[Devel] Re: [C/R v20][PATCH 38/96] c/r: dump open file descriptors

Fri Mar 19 21:43:10 PDT 2010

On Fri, Mar 19, 2010 at 05:19:22PM -0600, Andreas Dilger wrote:
> On 2010-03-18, at 18:59, Oren Laadan wrote:
> >+int checkpoint_fname(struct ckpt_ctx *ctx, struct path *path,
> >struct path *root)
> >+{
> >+	fname = ckpt_fill_fname(path, root, buf, &flen);
> >+	if (!IS_ERR(fname)) {
> >+		ret = ckpt_write_obj_type(ctx, fname, flen,
> >+					  CKPT_HDR_FILE_NAME);
> 
> What is the intended use case for the checkpoint/restore being
> developed here?  It seems like a major risk to do the checkpoint

Yes, as you anticipated below, we want to be able to migrate the
image to a similar node.

> using the filename, since this is not guaranteed to stay constant
> and the restore may give you a different state than what was running
> when the checkpoint was done.  Storing a file handle in the

We're aware of this.

Our assumption is userspace will freeze the filesystem and/or take
suitable snapshots (e.g. with btrfs) while the tasks being checkpointed
are also frozen. If userspace wants to freeze everything but the task
performing the checkpoint then that's fine too.

We decided to have userspace checkpoint the filesystem contents because
it will likely take an extraordinarily long time.
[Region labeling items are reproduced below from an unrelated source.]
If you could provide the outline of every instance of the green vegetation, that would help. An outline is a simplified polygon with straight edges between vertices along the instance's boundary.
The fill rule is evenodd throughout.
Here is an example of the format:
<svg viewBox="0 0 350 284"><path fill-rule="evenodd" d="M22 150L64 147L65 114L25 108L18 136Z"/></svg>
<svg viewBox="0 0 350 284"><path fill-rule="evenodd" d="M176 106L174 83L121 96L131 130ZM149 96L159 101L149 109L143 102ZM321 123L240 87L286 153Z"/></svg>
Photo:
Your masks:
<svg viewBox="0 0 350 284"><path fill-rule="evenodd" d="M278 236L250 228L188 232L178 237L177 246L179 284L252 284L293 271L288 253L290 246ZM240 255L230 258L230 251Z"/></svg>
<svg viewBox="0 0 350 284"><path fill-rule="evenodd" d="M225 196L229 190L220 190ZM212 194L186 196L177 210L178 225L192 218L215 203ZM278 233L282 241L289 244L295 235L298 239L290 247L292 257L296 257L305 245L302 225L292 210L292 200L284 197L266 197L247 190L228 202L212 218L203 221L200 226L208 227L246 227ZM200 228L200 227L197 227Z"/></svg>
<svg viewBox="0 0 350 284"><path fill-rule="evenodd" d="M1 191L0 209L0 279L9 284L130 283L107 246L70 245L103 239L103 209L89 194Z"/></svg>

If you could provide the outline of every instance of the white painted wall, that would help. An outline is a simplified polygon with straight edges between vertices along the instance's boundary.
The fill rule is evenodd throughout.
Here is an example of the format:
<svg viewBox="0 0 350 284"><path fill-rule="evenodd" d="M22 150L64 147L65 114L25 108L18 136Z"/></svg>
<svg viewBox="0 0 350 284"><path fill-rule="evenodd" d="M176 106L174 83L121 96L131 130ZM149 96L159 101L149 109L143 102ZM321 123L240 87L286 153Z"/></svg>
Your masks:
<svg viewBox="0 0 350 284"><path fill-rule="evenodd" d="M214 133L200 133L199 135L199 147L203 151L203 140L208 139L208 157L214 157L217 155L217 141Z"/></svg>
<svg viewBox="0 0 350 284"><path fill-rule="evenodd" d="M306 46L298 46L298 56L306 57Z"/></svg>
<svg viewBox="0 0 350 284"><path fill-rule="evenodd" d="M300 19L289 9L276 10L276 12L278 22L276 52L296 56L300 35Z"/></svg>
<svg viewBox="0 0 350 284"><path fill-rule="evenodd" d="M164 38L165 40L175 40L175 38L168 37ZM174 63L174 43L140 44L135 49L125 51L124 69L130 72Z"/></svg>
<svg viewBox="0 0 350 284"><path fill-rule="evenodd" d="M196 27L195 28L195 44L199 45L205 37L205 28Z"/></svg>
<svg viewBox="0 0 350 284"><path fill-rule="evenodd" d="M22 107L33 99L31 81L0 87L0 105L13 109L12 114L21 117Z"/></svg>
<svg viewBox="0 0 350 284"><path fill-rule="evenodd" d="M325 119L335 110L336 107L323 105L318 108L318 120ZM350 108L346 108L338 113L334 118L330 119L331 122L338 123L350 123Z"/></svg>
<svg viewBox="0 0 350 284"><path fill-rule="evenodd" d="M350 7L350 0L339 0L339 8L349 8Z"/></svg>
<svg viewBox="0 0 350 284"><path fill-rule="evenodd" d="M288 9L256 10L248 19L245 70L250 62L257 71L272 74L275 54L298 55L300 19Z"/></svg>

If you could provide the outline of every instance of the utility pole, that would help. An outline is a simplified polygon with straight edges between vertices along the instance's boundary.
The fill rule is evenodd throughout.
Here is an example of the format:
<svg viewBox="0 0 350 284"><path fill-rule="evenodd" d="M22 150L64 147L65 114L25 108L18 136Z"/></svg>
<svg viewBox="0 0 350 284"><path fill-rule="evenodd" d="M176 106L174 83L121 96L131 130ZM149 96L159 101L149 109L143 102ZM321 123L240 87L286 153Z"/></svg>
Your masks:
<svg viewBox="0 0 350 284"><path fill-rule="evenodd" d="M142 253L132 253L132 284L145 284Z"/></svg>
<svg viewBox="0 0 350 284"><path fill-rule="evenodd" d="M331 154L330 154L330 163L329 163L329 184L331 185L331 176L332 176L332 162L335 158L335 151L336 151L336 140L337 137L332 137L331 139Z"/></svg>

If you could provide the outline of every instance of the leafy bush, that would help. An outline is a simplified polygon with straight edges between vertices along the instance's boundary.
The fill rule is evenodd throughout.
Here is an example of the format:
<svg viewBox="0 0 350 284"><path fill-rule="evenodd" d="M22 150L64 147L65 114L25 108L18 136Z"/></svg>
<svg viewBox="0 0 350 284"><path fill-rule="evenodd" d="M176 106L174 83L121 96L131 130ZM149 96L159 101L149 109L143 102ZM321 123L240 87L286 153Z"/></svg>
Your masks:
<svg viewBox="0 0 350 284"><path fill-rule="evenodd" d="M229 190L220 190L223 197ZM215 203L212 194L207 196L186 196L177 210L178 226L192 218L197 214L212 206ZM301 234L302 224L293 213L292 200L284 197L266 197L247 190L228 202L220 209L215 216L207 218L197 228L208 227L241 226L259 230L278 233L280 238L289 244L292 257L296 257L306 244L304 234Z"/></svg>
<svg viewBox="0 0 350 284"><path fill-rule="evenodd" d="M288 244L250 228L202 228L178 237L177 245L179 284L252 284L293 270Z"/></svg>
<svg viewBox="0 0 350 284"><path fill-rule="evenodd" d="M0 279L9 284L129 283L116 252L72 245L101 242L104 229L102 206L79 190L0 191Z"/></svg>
We anticipate that
userspace will want to take advantage of many time-saving strategies
which would be impossible to anticipate perfectly for our kernel
syscall ABI.

Even though a wide set of time-saving strategies is available,
the goal is to keep the checkpoint image format and content
independent of the tools that perform migration.

> checkpoint, instead of (or in addition to) the filename would allow
> restoring the state correctly.
>
> Note that you would also need to store some kind of FSID as part of
> the file handle, which is a functionality that would be desirable
> for Aneesh's recent open_by_handle() patches as well, so getting
> this right once would be of use to both projects.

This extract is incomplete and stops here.